FIGS. 2A and 2B illustrate an example of a user interface in the conventional DLNA system. As illustrated in FIG. 2A, a DMP displays all associated contents within the DLNA system in the thumbnail format in order to output some contents within the DLNA system. In a menu configuration as illustrated in FIG. 2B, a selection is made of at least one of a content selected from the group consisting of a device to output multimedia contents selected through a sub-menu, a device to receive copied contents, a device to transmit an image, etc.
When the conventional user interface is used, the DMP performs many steps in order to execute a desired function.
For example, the DMP can select a home network device (e.g., a TV, STB, audio, digital camera, PC, etc.) in which particular contents are present, select desired contents from various types of contents files (e.g., mpg, jpg, and mp3), select another home network device for realizing a desired function (e.g., play, copy, etc.) for the selected contents, and execute the desired function.
In this case, the DLNA system must perform many steps to accomplish a multimedia output task desired by a user (because many pages must be turned and cannot be easily displayed on one screen according to existing User Interface (UI) configurations).
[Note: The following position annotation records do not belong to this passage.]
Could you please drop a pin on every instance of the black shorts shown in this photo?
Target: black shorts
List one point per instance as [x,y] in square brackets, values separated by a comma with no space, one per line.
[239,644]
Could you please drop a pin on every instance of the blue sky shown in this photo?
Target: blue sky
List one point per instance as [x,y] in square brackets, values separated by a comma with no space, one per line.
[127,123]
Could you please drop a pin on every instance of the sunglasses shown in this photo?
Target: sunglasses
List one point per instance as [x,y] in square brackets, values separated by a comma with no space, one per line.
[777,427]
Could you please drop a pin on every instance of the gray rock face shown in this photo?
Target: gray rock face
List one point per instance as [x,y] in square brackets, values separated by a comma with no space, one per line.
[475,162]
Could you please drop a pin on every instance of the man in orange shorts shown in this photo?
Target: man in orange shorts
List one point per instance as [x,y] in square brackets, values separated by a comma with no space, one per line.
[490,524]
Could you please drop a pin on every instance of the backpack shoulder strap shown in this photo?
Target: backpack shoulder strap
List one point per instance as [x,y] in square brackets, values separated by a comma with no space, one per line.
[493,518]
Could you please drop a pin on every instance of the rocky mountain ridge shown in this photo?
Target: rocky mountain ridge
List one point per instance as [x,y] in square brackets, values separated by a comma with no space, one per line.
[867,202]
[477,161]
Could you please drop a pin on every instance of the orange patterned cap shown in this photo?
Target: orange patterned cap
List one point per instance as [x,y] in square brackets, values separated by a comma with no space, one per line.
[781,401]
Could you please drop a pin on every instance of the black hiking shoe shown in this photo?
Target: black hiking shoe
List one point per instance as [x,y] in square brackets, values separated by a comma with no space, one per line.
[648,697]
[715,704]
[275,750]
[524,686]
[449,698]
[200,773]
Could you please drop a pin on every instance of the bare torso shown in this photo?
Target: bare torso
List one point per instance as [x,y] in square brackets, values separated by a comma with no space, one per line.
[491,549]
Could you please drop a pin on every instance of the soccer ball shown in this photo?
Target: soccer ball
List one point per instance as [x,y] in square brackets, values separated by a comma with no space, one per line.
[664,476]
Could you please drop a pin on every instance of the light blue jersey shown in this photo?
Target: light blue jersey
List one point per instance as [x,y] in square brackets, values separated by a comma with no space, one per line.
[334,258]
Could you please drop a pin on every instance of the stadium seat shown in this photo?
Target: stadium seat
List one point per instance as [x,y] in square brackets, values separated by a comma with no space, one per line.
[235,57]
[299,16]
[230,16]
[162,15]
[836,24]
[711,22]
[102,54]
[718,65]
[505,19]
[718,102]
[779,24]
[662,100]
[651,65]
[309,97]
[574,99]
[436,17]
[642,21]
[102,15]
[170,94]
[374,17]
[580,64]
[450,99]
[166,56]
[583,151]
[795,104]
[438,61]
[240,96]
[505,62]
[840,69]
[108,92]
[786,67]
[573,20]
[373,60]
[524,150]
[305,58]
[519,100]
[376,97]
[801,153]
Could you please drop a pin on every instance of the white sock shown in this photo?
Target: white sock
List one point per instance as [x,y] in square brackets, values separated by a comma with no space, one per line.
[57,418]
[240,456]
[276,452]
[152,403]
For this reason, the user is significantly inconvenienced.
When particular contents are selected by a user, selection of the desired contents is time-consuming because a PC supports various content types as well as supports a plurality of contents. Furthermore, the user does not always know information about which device can support a certain content type.
The user must perform many steps in order to determine which device can support a desired function (e.g., play, view, copy, etc.). Because existing UIs are implemented with many pages, the user is inconvenienced.